Noting that “large percentages of Illinois children are not meeting state or national standards,” the Commission recommended an ambitious agenda for elected officials, state agencies, college and university presidents, and local school boards.

The Commission was chaired by Dea Meyer, a member of the Illinois Board of Higher Education (IBHE) and Dianne Ashby, Vice President for University Advancement at Illinois State University, who presented its findings and recommendations to the Board. The Commission’s full report, School Leader Preparation: A Blueprint for Change, is available on the IBHE website at

The Commission included representatives from IBHE, the Illinois State Board of Education (ISBE), K-12 schools, colleges and universities, business groups, and professional education associations, and was formed by IBHE a year ago to examine how school leaders are prepared in Illinois and recommend strategies for improving training programs.

The Commission’s report notes that Illinois has large performance gaps for poor and minority students, significant numbers of children who do not meet state or national achievement standards, and a sizeable and growing number of school districts designated for federal and state improvement status. “One of the surest ways to improve student learning is to improve the quality of school leadership, which in turn requires an improvement in school leadership preparation programs,” the report says.

The report criticizes “inadequate admissions standards” at educational administration programs which fail to produce high-quality leaders in K-12 schools, particularly in hard-to-staff, low-performing schools.
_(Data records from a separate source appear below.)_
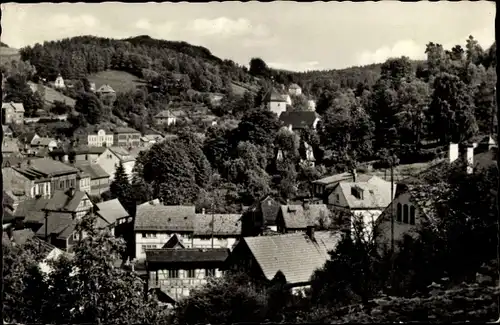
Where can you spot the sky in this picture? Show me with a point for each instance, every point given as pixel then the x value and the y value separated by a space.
pixel 285 34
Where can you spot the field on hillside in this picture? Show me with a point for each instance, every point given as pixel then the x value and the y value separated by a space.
pixel 8 54
pixel 240 88
pixel 120 81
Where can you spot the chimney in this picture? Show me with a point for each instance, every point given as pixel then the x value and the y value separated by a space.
pixel 453 152
pixel 469 158
pixel 310 232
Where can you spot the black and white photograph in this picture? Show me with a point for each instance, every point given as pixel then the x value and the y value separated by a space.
pixel 249 162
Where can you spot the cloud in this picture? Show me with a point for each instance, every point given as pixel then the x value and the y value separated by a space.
pixel 297 66
pixel 226 27
pixel 143 24
pixel 407 48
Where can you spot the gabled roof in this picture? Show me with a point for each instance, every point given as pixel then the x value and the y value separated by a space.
pixel 376 193
pixel 111 210
pixel 63 201
pixel 95 171
pixel 299 119
pixel 299 217
pixel 169 218
pixel 187 255
pixel 18 107
pixel 165 114
pixel 223 224
pixel 295 255
pixel 105 89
It also states that preparation programs for school principals are hampered by an “irrelevant and outdated” curriculum, an imbalance of tenured versus adjunct faculty, and inadequate clinical experiences. Finally, the Commission says that the certification process for principals is outdated, the philosophy of school leadership is outmoded, and the evaluation of preparation programs is inadequate and disjointed.
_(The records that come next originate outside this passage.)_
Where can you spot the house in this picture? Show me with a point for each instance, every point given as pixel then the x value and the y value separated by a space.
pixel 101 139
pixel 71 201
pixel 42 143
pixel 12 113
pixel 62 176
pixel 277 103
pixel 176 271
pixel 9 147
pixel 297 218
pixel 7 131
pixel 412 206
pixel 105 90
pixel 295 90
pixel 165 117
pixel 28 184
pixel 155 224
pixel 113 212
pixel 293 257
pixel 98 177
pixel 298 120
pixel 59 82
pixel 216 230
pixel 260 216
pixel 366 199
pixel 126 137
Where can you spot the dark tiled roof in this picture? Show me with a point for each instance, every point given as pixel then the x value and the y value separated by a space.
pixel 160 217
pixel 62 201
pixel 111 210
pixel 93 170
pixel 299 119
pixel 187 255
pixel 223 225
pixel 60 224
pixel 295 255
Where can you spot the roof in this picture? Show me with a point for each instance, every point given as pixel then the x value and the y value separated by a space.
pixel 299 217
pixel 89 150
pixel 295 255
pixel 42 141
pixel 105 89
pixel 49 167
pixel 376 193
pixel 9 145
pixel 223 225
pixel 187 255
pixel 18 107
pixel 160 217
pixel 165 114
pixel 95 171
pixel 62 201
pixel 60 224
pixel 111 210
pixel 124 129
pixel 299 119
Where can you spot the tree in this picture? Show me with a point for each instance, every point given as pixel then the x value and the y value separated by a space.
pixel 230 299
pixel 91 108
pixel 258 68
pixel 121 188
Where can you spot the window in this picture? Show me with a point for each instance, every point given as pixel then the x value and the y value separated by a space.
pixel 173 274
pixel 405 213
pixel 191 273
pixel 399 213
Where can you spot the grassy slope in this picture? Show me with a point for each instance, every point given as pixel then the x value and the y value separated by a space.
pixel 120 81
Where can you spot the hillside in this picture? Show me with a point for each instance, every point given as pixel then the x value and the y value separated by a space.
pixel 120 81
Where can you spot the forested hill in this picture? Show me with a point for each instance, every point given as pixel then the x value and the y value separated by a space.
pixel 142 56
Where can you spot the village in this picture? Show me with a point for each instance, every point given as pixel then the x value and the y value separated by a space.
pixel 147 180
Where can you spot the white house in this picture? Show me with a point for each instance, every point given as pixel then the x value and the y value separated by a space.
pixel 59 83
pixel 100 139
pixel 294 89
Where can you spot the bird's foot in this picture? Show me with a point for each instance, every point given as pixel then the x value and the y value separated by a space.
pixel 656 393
The Commission proposes a menu of strategies for improving recruitment, preparation, and accountability of school leader programs. Its recommendations include:

  • Restructuring admission criteria and recruiting high-quality principals. It suggests that applicants for school leader programs be evaluated “holistically” on attributes known to improve student learning and recommends partnerships with K-12 feeder districts to “grow their own” leadership talent pool.
  • Improving programs through rigorous assessment data. The report states that school leader programs should assess candidates’ capacity to be effective leaders, inform the state and public about assessment systems, and establish clear guidelines to distinguish the Ph.D. from the doctorate of education.
  • Creating meaningful clinical and internship experiences. The report suggests that education administration programs connect coursework to the workplace through meaningful, year-long internships, train mentors at the university level, and design assessments to evaluate the performance of interns.
  • Establishing a rigorous certification exam.
  • Revising the certification and endorsement structure.
  • Coordinating a rigorous program review and approval process. The Commission proposes that all public and private preparation programs be reviewed by an objective third party, and that IBHE and the State Board of Education jointly develop a process to evaluate and close programs found to be low quality and ineffective.

The Commission also offers a to-do list for the Governor and General Assembly, state agencies, higher education institutions, and school boards to implement its recommendations.

“The Commission believes that Illinois has the capacity to provide schools and their communities with the best leaders,” its report concludes. “The challenge is whether Illinois has the will.”